Alors que les députés débattaient de la taxation du sucre, de l'alcool et du tabac, à la pause... - Ne partez pas à la buvette.

Dans 2 minutes, on redémarre. Une demi-cigarette... - B.Chameroy: Vous venez d'entendre J.Guedj, qui a remplacé son addiction aux Dragibus par la clope.

On l'avait grillé en train de s'enfiler un paquet entier de bonbecs.
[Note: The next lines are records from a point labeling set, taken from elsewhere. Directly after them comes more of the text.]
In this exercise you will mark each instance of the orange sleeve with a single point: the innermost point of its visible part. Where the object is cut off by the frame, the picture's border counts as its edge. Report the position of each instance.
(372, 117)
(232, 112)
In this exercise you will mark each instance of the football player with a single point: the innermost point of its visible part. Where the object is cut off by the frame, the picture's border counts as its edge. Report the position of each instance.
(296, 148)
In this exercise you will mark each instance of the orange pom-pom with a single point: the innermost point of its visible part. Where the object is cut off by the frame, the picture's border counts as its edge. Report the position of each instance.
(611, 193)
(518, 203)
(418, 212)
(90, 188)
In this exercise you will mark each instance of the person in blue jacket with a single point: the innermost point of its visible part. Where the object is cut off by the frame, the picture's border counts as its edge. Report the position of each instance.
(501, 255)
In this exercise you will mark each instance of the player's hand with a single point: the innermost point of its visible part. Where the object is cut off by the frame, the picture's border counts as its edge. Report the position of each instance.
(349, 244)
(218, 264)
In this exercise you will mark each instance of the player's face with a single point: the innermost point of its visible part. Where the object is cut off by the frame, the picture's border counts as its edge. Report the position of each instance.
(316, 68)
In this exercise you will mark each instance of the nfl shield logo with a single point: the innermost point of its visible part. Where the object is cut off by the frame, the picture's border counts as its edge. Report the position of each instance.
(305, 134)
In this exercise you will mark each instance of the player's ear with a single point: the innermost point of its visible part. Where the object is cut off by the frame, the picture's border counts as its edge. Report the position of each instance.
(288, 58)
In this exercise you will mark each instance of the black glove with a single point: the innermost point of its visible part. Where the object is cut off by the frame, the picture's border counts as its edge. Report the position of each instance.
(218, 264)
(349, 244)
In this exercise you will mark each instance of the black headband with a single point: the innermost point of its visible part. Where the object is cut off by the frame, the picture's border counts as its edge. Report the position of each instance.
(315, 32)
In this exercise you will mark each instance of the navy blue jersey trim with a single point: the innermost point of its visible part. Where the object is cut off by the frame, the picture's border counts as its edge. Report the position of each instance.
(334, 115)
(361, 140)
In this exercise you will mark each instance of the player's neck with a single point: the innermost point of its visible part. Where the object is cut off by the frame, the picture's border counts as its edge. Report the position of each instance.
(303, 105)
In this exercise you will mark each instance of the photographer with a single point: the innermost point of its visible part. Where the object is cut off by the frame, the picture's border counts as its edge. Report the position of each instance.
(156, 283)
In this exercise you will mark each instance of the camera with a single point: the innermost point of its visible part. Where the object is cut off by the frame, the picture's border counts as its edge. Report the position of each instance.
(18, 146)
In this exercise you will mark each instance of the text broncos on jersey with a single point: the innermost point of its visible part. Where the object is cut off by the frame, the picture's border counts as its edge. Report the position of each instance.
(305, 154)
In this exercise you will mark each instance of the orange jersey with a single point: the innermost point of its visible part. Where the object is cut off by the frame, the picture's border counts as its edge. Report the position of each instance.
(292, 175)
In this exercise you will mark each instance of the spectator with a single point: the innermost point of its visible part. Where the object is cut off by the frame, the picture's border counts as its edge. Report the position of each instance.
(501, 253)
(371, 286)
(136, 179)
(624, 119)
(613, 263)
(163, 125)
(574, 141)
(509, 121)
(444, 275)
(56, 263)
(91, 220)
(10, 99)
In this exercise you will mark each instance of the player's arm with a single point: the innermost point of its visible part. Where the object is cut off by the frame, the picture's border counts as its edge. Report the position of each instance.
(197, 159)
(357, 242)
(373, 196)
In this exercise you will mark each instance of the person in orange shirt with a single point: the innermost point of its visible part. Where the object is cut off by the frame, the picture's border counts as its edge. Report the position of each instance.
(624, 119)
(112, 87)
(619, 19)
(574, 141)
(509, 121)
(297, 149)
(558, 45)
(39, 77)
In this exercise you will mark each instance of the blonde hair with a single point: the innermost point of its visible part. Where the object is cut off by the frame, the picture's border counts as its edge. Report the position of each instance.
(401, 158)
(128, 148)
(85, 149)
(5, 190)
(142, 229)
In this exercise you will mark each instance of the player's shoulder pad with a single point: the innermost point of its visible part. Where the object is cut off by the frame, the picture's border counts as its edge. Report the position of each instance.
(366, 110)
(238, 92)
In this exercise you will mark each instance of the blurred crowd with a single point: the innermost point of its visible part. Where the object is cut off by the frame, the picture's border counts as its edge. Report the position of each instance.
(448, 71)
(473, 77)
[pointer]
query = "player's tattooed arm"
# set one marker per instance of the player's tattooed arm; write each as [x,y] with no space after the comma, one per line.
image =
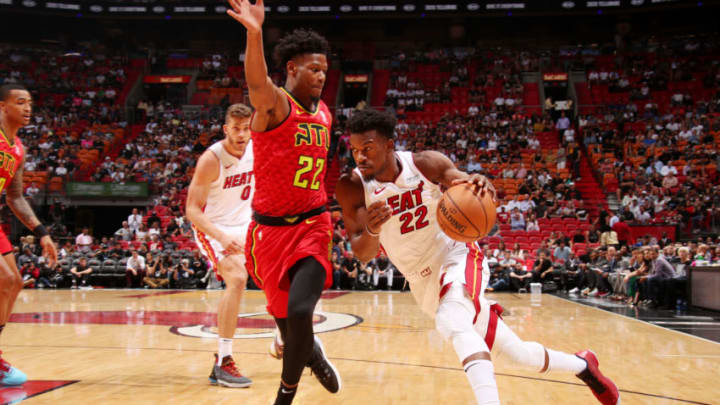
[362,223]
[23,211]
[17,203]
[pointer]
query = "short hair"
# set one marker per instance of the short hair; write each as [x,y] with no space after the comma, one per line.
[6,89]
[300,42]
[238,111]
[369,119]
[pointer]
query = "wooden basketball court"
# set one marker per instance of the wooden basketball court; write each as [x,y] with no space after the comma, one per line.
[141,347]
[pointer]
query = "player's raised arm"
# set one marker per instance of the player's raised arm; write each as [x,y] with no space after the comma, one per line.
[272,107]
[362,224]
[207,171]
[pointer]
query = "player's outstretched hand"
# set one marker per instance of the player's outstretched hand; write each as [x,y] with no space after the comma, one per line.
[378,214]
[480,184]
[249,15]
[49,250]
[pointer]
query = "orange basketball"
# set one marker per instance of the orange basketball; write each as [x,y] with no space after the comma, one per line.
[464,216]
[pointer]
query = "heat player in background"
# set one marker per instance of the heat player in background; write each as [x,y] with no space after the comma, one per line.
[218,205]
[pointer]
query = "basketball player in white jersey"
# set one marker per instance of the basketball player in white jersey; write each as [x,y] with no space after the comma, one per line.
[390,200]
[218,205]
Je crois que lors de leur pause, ils ont regardé la chronique d'hier. - On pourrait appeler cet amendement l'amendement Guedj.

Ca lui évitera de manger l'ensemble de nos Dragibus et de se faire épingler par France 5. - B.Chameroy: Il n'a pas été le seul à se faire épingler et il a tenu à le faire savoir. - J'ai pas vu.

Sur quoi? En mangeant des Dragibus? On ne m'en a pas proposé. - On dit bonjour à B.Chameroy! - B.Chameroy: L'info continue demain.

Bonne soirée. - A.-E.Lemoine: Bravo!

Mozart, d'abord. - G.Elmaleh: On a donné de l'amour. - A.-E.Lemoine: Je suis debout pour venir près de vous.

J'avais peur que vous cachiez Melvil. On se tourne pour saluer nos téléspectateurs. Demain, "C l'hebdo".